Oder konnte es vielleicht sein, dass der Direktor sie nicht kompromittieren wollte und er doch gesehen hatte wie Peter im Schlepptau einer anderen Frau die Anlage verliess? Kann ja sein, dass es unter Männern ein Gentleman's Agreement in dieser Richtung gibt und er Peter hiermit die Chance eröffnete, sich bis zu seinem Erscheinen eine gescheite Ausrede auszudenken? Da ihr diese Gedanken keine Ruhe gaben, machte sie sich erneut auf, den Hoteldirektor zu besuchen. Das musste sofort geklärt werden. Als Nicki an seine Tür klopfte erntete sie jedoch keinerlei Reaktion. Als sich nach dem zweiten Versuch immer noch nichts tat, fasste sie sich ein Herz, drückte die Türklinke herunter und fühlte sich hierbei schon fast wie eine Spionin. Als sie sich dagegen lehnte, um sie zu öffnen passierte nichts. Die Türe war verschlossen.

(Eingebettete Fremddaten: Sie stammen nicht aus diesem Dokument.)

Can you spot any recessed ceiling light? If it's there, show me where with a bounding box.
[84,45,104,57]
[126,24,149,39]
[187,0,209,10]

Fast war sie froh darüber, denn sie hatte keinen blassen Schimmer was sie gemacht hätte, wenn sie plötzlich im Büro gestanden wäre. Vielleicht war der Laptop ja weg? Im besten Fall wäre es ausgeschaltet gewesen und mit einem Passwort gesichert. Oder noch schlimmer – vielleicht vernascht der Direktor gerade Julie, die sie soeben nicht an der Rezeption erblickt hatte und er konnte somit gar nicht antworten weil er alle Hände voll zu tun hatte? Bevor sie weitere Spekulationen in diese Richtung anstellte, verschwand sie vor der Türe des Direktors. An der Rezeption erhielt sie die Auskunft, dass er vor fünfzehn Minuten etwas hastig das Büro verlassen habe und erst am nächsten Morgen wieder erreichbar sein werde. Nun hiess es also Geduld haben.